As things stand, the cost of the technology is still considered a critical factor: To be able to withstand the adverse conditions, solar cells for use in space require much more elaborate processing and are therefore currently a hundred times more expensive than those destined for roofs, balconies and fields. And they age faster than they would on Earth, into the bargain. And then you also have the costs of carrying the modules into space, maintenance flights and spare parts. All told, according to a study by NASA, electricity from space could be 12 to 80 times more expensive than that generated by solar or wind power plants on Earth.

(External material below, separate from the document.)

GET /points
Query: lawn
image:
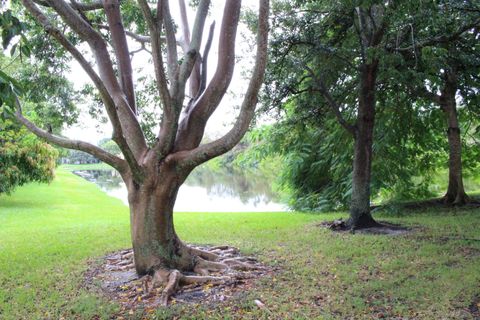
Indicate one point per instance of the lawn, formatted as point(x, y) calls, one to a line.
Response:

But things would not necessarily have to stay that way, according to the researchers: If the components were to become even more durable, the solar satellites be produced efficiently in large quantities and transport costs fall at the same time, electricity from space could catch up economically with that generated by terrestrial renewables. Space Solar is pinning great hopes on reusable rocket systems, such as those being developed by SpaceX with its Starship. For the consulting firm Frazer-Nash, these are also considered a key factor for the economic viability of the technology.

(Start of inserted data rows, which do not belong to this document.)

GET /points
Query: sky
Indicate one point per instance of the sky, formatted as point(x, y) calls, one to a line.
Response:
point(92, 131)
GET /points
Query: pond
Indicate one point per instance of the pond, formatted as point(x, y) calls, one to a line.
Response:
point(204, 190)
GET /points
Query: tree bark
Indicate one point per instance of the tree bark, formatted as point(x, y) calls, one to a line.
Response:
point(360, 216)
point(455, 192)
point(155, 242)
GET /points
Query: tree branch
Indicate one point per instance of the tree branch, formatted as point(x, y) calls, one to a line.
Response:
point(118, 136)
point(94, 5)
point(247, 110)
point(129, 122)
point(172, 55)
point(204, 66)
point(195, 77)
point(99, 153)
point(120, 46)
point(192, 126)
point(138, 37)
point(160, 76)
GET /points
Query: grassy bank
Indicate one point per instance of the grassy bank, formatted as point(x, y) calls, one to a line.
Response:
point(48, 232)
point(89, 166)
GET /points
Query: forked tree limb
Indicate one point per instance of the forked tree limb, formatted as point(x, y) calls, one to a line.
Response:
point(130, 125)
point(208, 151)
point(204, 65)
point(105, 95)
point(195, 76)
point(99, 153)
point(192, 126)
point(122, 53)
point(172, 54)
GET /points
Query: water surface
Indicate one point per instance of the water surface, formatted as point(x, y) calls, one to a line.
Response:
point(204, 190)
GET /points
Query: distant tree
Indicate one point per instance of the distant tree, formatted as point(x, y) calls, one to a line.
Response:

Concept studies by the European Space Agency ESA, which is exploring the possibilities of universal current in its Solaris project, come to a similar conclusion: Although the investment costs for electricity from space are high, they are likely to be offset by the long-term economic benefits.According to the study’s authors, however, further research and consistent international cooperation in the development of the regulatory framework and the strategic planning of the projects are crucial to “exploit the full potential of this innovative approach”. If all these were to be in place, “space-based solar energy could play an essential role in tackling the energy challenge as early as the 2030s,” says Sanjay Vijendran, head of the Solaris project.

Based on Solaris’ preliminary work, the EU is expected to decide at the end of 2025 whether a development programme for such satellite systems should be launched with the ultimate aim of supplying the European continent with green electricity from orbit.